EA Los Angeles was wise to add the Empire of the Rising Sun to the game, following the trend from previous games in the series of using three factions. Their units range from the conventional (Tsunami Tanks, Imperial Soldiers and Shogun Battleships) to the more outlandish (transforming mechs and anime-inspired schoolgirls that make up the bulk of their armies). The Allied forces use advanced technology, with Cryocopters, Chronospheres and a Time Belt used by one of the main characters, Tanya, to undo her last ten seconds of action. The Soviet Union uses conventional technology and enlisted units, with their infantry consisting of unemployed and uneducated civilians, convicts and workers. Their armor division places emphasis mostly on Tesla weaponry, electrifying units and structures.

As is the custom for new Command & Conquer titles, Red Alert 3′s strategy is has been tweaked from previous renditions. Most notably, it’s no longer viable to construct a force that wins out purely on numbers. Given the versatility of all the game’s factions, particularly the Empire, spamming one type of unit will leave your force vulnerable to a particular form of attack. King Oni mechs may be powerful, but they have no anti-air capabilities and will be swiftly dispatched by a small number of air-to-surface units. This forces players to mix their armies up and devise smaller squads made up of fewer units with more varied capabilities. Naval warfare is also greatly emphasized, with most multiplayer maps featuring ways to surprise the enemy with an oceanic attack.
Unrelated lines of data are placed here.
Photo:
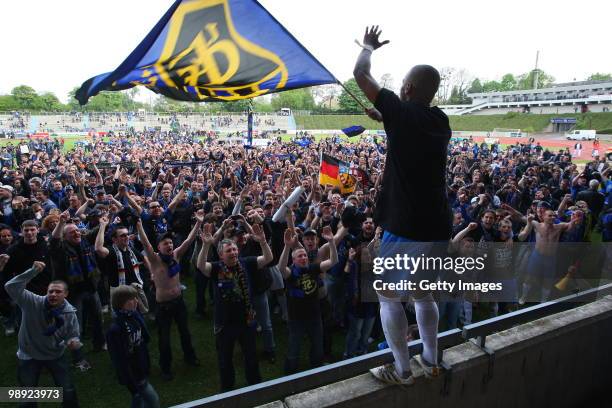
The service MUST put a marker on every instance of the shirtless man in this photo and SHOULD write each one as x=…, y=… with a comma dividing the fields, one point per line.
x=165, y=270
x=542, y=262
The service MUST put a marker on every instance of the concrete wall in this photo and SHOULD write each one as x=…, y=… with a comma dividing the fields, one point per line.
x=559, y=361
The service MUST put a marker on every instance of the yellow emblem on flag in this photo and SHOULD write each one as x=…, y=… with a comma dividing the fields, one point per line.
x=204, y=51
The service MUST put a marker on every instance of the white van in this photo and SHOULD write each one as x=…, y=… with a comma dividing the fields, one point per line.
x=581, y=135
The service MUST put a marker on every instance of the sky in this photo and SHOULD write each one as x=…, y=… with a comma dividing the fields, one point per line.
x=56, y=45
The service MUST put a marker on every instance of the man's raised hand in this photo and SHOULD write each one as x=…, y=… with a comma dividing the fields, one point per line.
x=258, y=234
x=206, y=235
x=65, y=216
x=104, y=222
x=371, y=37
x=327, y=234
x=200, y=216
x=38, y=266
x=374, y=114
x=290, y=238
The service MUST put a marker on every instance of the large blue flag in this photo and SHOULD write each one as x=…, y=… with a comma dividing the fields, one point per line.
x=214, y=50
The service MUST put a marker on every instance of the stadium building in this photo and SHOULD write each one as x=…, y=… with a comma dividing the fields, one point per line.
x=570, y=97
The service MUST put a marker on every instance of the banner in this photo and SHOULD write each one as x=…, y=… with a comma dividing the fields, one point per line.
x=337, y=173
x=214, y=50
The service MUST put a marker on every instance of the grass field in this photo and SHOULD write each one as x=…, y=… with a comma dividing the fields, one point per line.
x=526, y=122
x=98, y=387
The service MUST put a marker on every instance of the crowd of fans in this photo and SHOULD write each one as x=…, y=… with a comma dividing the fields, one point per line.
x=113, y=228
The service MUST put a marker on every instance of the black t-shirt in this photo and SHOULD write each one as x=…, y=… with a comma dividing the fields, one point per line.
x=230, y=302
x=110, y=267
x=22, y=256
x=413, y=202
x=302, y=293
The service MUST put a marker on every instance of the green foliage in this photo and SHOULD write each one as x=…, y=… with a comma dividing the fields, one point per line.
x=50, y=103
x=599, y=77
x=335, y=122
x=491, y=86
x=475, y=87
x=512, y=120
x=297, y=99
x=526, y=80
x=109, y=101
x=26, y=97
x=8, y=103
x=511, y=83
x=458, y=97
x=508, y=82
x=346, y=102
x=235, y=106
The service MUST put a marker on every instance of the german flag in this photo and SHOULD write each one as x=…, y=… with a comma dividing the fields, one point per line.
x=337, y=173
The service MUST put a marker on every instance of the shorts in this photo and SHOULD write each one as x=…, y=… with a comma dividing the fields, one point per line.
x=404, y=252
x=542, y=266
This places more importance on building mobile defences rather than surrounding a base with defensive turrets while you construct a numbers-heavy force, a tactic known by players as “turtling”.

 

The new co-op campaign mode is also a first for a Command & Conquer title and is far more preferable to playing with the AI co-commanders. The co-commanders act on their own but can be ordered to take on a different play style, including offensive and defensive. While these computer-controlled players show competence, nothing quite compares to completely obliterating enemies on an RTS battlefield with a friend in tow. Your friend replaces the mission co-commander and receives a small force of their own – you share resources in a way that is fair and easy to get to grips with. Rather than have both players’ accumulated credits fall into one single pile to be spent, it splits the credits both players earn in half and then distributes them evenly.

The iconic live action cut-scenes are significantly better than those of Tiberium Wars. The list of star performers includes Tim Curry, Jonathan Pryce, J.K. Simmons and George Takei . Their acting is well executed, yet inescapably cheesy — but that’s a characteristic of Command & Conquer cut-scenes rather than a flaw.
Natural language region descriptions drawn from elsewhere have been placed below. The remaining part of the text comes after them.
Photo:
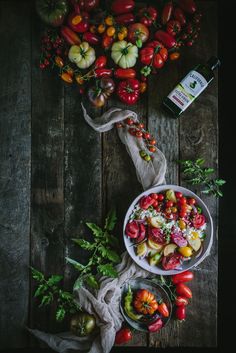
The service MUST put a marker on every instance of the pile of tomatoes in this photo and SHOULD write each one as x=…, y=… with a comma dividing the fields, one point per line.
x=118, y=46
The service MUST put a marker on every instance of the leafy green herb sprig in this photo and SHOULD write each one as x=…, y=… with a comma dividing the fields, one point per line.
x=103, y=255
x=196, y=174
x=48, y=291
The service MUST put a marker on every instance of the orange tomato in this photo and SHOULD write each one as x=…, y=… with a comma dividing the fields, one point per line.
x=174, y=56
x=145, y=302
x=66, y=77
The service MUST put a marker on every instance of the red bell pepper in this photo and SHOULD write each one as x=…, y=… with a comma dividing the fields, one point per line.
x=165, y=38
x=124, y=73
x=70, y=36
x=91, y=38
x=167, y=12
x=173, y=27
x=125, y=19
x=188, y=6
x=148, y=15
x=179, y=16
x=119, y=7
x=128, y=91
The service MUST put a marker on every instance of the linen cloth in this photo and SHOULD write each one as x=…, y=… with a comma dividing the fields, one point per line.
x=104, y=303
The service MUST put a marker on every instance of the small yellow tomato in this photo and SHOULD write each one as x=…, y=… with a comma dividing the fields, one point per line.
x=109, y=20
x=182, y=224
x=76, y=20
x=186, y=251
x=101, y=28
x=92, y=29
x=111, y=31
The soundtrack is equally entertaining, as heavy, over-the-top rock sounds fit extremely well with the rush of over-the-top warfare. Of particular interest is the way the in-game music works: the game plays a different track for each faction upon entering battle, and depending on the state of the player’s army, will switch to one of two tracks to declare heavy losses or victory. This kind of active shifting is seamless, and really it adds a theatrical feel to the proceedings of war. Long time fans will be thrilled to hear the return of the iconic Red Alert theme, "Hell March," again composed by Frank Klepacki.

 

As well as being a treat for the ears, the game is visually stunning when played on higher graphical settings. The water effects have transparency that reveals coral reefs and the ocean floor beautifully, and each individual unit realistically reflects light. Of course, the biggest clincher in terms of graphical capabilities is the special effects, and being a Red Alert title, this game is full of them. From the Allied Chronosphere to the Soviet’s Vacuum Imploder, the support powers and ultraweapons of the game are a particular thrill to watch in action.

Overall, Red Alert 3 is a competent package with very little balance issues, an excellent story-driven campaign mode and great online multiplayer. While the co-operative campaign mode is the driving force of the title, the game shines in many other aspects. For RTS fans, this is an absolute must-buy, and it remains extremely accessible to genre newcomers as well.